This is a suit in replevin originally brought against one Hays for possession of two promissory notes, one for $100 and the other for $200, in his physical possession. The defendant Hays answered that he had no interest in the notes except as agent of the “Interpleaders.” The McGregor-Noe Hardware Company is designated as the interpleader in an “interplea” or answer filed by it but it is more properly a defendant, made such on its own motion on the ground of 'its being a real party in interest. The defendant Hays came into possession of the notes as agent and attorney for this interpleader and some other wholesale firms having a like interest. The inter-pleader, for itself and such other firms, claims a rightful possession of the notes as collateral security for the notes of H. E. Keyser, brother of the plaintiff, to such interpleaders.
The origin of this controversy is that H. E. Keyser, being a merchant at Riverdale, Christian county, Missouri, became indebted to interpleader in the sum of $151.15. He was also indebted to three other wholesale firms in smaller amounts aggregating in all $342.39. The defendant Hays had these four accounts for collection and H. E. Keyser was being threatened with bankruptcy proceedings. H. E.' Keyser owed in all some $1400, but defendant Hays did not hold all such debts for collection. The plaintiff was the owner of the notes now in controversy and at least one other note, and there was some talk and negotiations looking to her helping her brother and preventing his bankruptcy by putting up her notes to his creditors as collateral security. Whether this was actually done was *382the question contested at the trial and decided in plain tiff’s favor.
Plaintiff admits that she offered to put up these notes as collateral for her brother on condition that his creditors give him “a certain length of time” to sell his goods to pay- the same. Some of the creditors, especially those represented by Hays, agreed to this but others did not. One of the creditors represented by Hays did not acquiesce in this arrangement and one of plaintiff’s notes for $500, which such creditor was to receive as collateral, was returned to this plaintiff. Plaintiff’s notes were at a bank for safe-keeping and defendant Hays testified that she agreed to put up the same as collateral security for the debts of interpleader and the other thr.ee creditors then represented by him and directed Hays to get the notes from the bank which he accordingly did. Plaintiff denies that any such arrangement was consummated and says that she did not deliver these notes to Hays. She testified: “I told him where the notes were but I did not give him authority to get them.” The banker, who was a mere custodian of the notes, testified that plaintiff never authorized him to turn the notes over to Hays, but that he did so purely on Hays’ request. The notes were payable to the order of plaintiff and were never endorsed by her.. H. E. Keyser subsequently went into bankruptcy.

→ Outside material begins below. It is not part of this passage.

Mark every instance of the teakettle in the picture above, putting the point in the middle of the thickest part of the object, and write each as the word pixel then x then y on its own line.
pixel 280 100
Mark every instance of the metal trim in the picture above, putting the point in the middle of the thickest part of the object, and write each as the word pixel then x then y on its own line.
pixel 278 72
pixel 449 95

The case was tried by the court without a jury and no declarations of law were asked or given. We know nothing of the views of the trial court except that he heard the evidence and found for the plaintiff.

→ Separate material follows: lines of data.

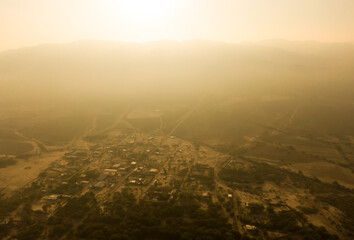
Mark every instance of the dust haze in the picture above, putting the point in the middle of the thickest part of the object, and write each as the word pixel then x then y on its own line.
pixel 177 140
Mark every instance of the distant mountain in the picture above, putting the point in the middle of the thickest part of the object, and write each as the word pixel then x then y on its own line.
pixel 103 69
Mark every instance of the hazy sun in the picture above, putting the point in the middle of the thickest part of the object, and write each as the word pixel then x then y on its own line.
pixel 146 11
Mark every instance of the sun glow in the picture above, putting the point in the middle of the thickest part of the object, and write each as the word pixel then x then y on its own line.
pixel 146 12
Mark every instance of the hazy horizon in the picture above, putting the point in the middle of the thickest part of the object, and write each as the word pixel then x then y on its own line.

The defendant assigns, as error that the finding is against the evidence, against the weight of the evidence, and for the wrong party. It is not our province to weigh the evidence and these assignments of error can mean no more than that there is no substantial evidence to sustain the verdict. We fully agree, in accordance with the cases cited by interpleader, in the-*383contention that where the evidence is all one way and against the verdict, this court will reverse the case; hut such is not the case here presented. There is a conflict in the evidence as to whether the proposition whereby plaintiff was to put up her notes as collateral security for her brother was ever actually consummated or was a matter merely talked about conditionally, and to which the plaintiff never gave her final consent.
The appellant claims that this case must be reversed because no waiver of a jury trial is shown. It is conceded that no request was made for a jury trial and no objection made to a trial before the court; nothing is said in the motion for new trial on this point and no motion in arrest of judgment was filed. The point is purely an afterthought and is raised in this court for the first time. We find, however, that the judgment recites that: “Both parties announce ready for trial, all and singular the matters- at issue are submitted to the court sitting as a jury,” etc. This sufficiently shows a waiver of a jury trial. Our views on this point will be found in the case of Walker v. Modern Woodmen of America, decided at this term of court, and cases there cited.
The judgment is accordingly affirmed.
Robertson, P. J., and Farrington, J., concur.